Unmittelbar vor den Koalitionsverhandlungen hatten die Oberbürgermeister dieser Städte noch einmal mobil gemacht und vor voreiligen Entscheidungen gewarnt. Zum offenen Brief der Stadtoberhäupter bemerkte Woidke: "Wir nehmen die Meinung der Oberbürgermeister immer sehr ernst."

Allerdings wüssten auch sie, dass strukturelle Veränderungen nötig seien, um das Land zukunftsfähig zu machen. Görke erinnerte daran, dass Brandenburg laut Prognosen bis 2030 selbst im berlinnahen Raum 25 Prozent seiner Einwohner und in entfernteren Regionen 35 Prozent verlieren werde. Das könne die Politik nicht einfach ausblenden.

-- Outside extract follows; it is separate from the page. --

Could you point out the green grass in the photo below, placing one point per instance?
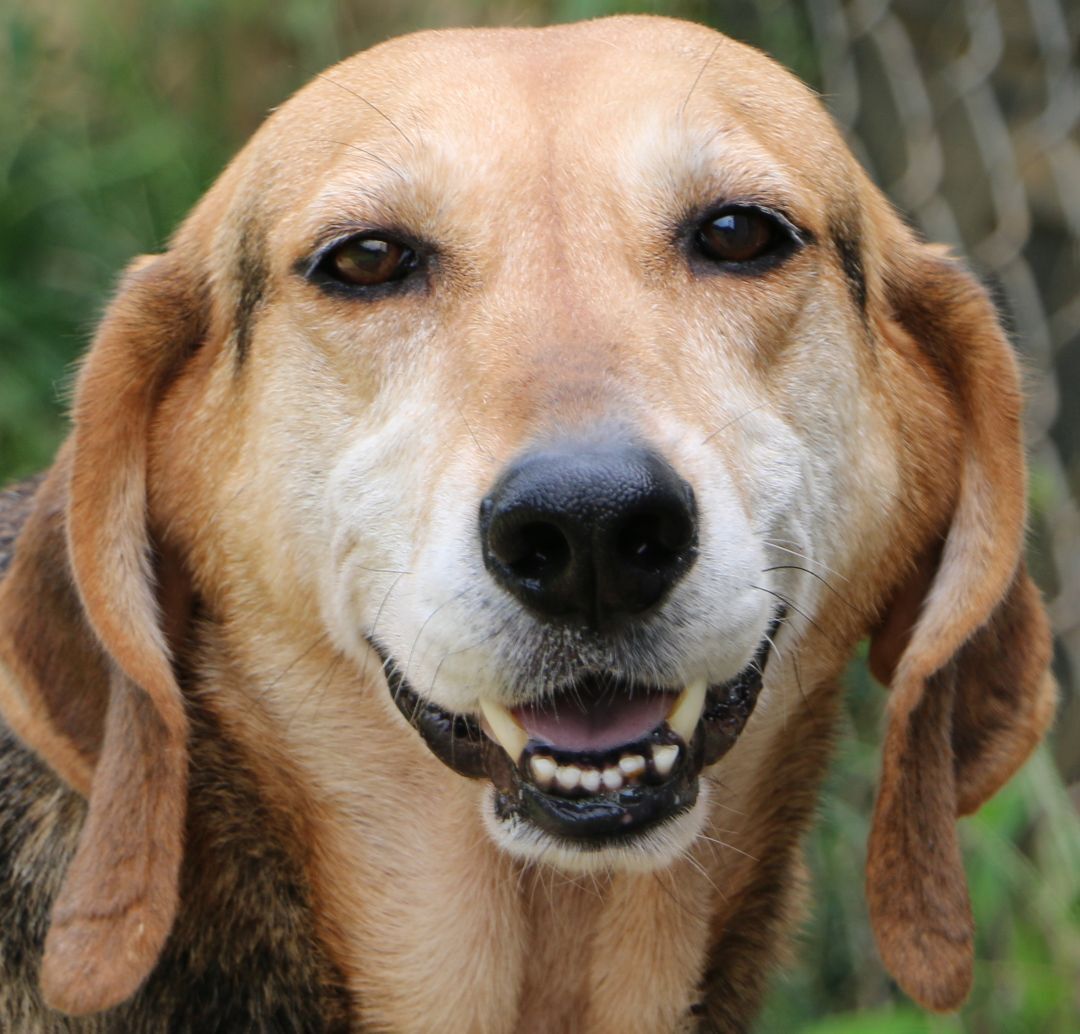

Zusammenlegung der Kreise allgemein akzeptiert

Laut einem Bericht der "Potsdamer Neuesten Nachrichten" ("PNN") soll die Kreisreform mit einer Funktionalreform gekoppelt werden, bei der die neuen Großkreise Aufgaben bisheriger Landesämter übernehmen. Zudem sei ein Teilentschuldungsprogramm für Cottbus, Frankfurt (Oder) oder Brandenburg an der Havel geplant.

Während die Zusammenlegung der Kreise untereinander unstrittig sei, drohe aber Aufruhr wegen der Auswirkungen auf die größeren Städte. Sie müssten nämlich viele Kompetenzen an übergeordnete Landräte und Kreistage abgeben.

Brandenburg an der Havel droht dem Land mit Klage

Die CDU-Oberbürgermeisterin von Brandenburg an der Havel, Dietlind Tiemann, sagte, die Einkreisung - also die Aufnahme der kreisfreien Städte in die umliegenden Kreise - bedeute weniger Demokratie für "unsere Einwohner". Für die Stadtverordneten drohe ein massiver Verlust an Entscheidungsrechten, wenn die Zuständigkeit für Verkehrsbetriebe, Gymnasien, Theater oder Krankenhäuser an die Landkreise übergehe.

In der Stadt Brandenburg herrsche inzwischen so etwas wie Aufbruchstimmung, die mit der Kreisreform ehrheblich gestört werde, so Tiemann weiter. Das sei schon beim Abzug der Bundeswehr so gewesen, könne jetzt aber noch schlimmer sein. "Sollte die Entscheidung so fallen, prüfen wir rechtliche Schritte, um dagegen vorzugehen", wird Tiemann zitiert.  

Einigkeit über Zahl der Polizeibeamten

Einig sind sich die beiden Koalitionäre über die künftigen Stärke der Polizei im Land. Bis zum Jahr 2020 soll die Zahl nicht unter 7.800 Beamte sinken. Woidke geht auch davon aus, dass alle jetzt bestehenden Polizeistandorte erhalten bleiben. Beide Parteien wollen damit Ängsten in der Bevölkerung insbesondere vor Diebstahlsdelikten begegnen. Ursprünglich sollte die Zahl der Polizeibeamten auf 7.000 sinken.

Schon am Mittwoch treffen sich Dietmar Woidke und Christian Görke mit ihren Delegationen wieder. Dann werden die Zuschnitte der Ministerien, inklusive Ministerinnen und Minister verhandelt.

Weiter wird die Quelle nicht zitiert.